Farmers will need compensation to cull suckler herd, warns ICSA
Suckler farmers will need a compensation scheme lasting five or more years if a structured reduction in the beef cow herd is to be achieved, the ICSA has insisted.
Alternative enterprises must also be identified for those farmers who choose to get out of beef production.
The call for a "framed" herd reduction policy was made by ICSA suckler chair John Halley, who was reacting to a recent report from the Climate Change Advisory Council (CCAC) advocating a massive cull in the national beef herd.
"If the Government want people to get out of suckler farming there must be policies and strategies in place to facilitate that; something we don't have at present," Mr Halley said.
The ICSA has proposed a €200/hd payment per suckler cow, per year for a period of five years as an incentive package to reduce suckler numbers.
Mr Halley added that entry into the scheme would be on a strictly voluntary basis.
The scheme would be based on a reference year of 2018, and the payment would be linked to the reduction in calves registered relative to 2018.
The ICSA has suggested that this exit package, or Suckler Redirection Scheme, should be available on an EU-wide basis.
"This (strategy) also involves pushing for innovative policies around generating an income from alternative sources," Mr Halley explained.
"The renewable energy sector does offer promise, but we are nowhere near the stage of this being a realistic option for most.
"This Suckler Redirection Scheme must now be given serious consideration. At present we have an oversupply of beef in Europe which has not been caused by the suckler herd.
"Rather, this is down to the dramatic increase in the dairy herd and it has compounded the complete lack of profitability in the suckler sector.
"When you add to this the pressures of climate change mitigation, there is the possibility that alternative income sources could have an appeal.
"However, the need for a holistic approach to viable alternatives is apparent."
Mr Halley stressed the importance of the voluntary nature of any such scheme.
He said that suckler farmers would not be "used as scapegoats" to balance the books of uncontrolled dairy expansion.
Pointing out that the only way to deliver farm viability in the beef sector was through scarcity of supply, Mr Halley said the ICSA proposal highlighted the "hypocrisy" of the Food Wise 2025 expansion targets by exposing the "consensus that farmers should be satisfied with just breaking even". If such an initiative was adopted in Ireland to reduce the beef herd by 500,000 cows, an annual budget of €100m would be required, or €500m over the proposed five-year term.
However, Ireland could face annual fines of up to €200m because of its failure to meet internationally binding greenhouse gas emissions targets.
Mr Halley insisted that funding for the suckler scheme would need to come from additional sources outside of CAP.
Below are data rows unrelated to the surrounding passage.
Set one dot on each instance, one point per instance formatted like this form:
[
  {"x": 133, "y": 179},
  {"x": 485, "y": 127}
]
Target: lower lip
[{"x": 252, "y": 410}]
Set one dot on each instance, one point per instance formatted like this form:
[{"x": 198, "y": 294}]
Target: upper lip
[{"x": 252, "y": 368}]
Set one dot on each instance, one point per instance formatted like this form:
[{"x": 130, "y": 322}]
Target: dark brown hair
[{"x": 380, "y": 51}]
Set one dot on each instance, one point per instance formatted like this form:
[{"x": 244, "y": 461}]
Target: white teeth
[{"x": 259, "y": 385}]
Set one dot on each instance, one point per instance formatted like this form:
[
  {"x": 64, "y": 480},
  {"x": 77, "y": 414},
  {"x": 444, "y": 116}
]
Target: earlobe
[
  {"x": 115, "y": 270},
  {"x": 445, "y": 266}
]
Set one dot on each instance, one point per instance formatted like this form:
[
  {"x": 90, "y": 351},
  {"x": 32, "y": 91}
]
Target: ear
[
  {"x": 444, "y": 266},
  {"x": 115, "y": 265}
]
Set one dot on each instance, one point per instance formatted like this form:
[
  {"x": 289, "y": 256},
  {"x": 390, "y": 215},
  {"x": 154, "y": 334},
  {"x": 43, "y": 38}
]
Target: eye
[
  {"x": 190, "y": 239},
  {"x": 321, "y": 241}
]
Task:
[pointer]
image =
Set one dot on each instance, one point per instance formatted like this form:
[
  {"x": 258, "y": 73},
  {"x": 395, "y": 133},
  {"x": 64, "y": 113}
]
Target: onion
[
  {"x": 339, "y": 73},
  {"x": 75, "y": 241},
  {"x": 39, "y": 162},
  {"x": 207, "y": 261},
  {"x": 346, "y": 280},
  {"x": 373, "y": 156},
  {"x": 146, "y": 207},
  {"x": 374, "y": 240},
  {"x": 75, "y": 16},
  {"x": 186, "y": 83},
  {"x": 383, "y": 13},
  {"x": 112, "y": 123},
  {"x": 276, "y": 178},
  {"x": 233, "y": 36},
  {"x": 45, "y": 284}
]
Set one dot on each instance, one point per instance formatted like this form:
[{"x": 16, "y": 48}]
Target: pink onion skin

"If CAP funds are redirected [for this scheme] it means that farmers are paying for climate change," he pointed out.
The ICSA representative urged other farm organisations to "address the profitability question above all other considerations" when assessing the proposal.
"There is not a 'one size fits all' solution to this issue and careless and sweeping statements when speaking about wiping out farmers and their livelihoods is most counterproductive," he said.
"A rounded approach would also have to include retraining for those wishing to take part in the scheme. It should also include the option to switch to organic systems for others.
"And, significantly, it should involve an acceptance that covering vast tracts of land in and around rural communities with forestry is not the optimal approach."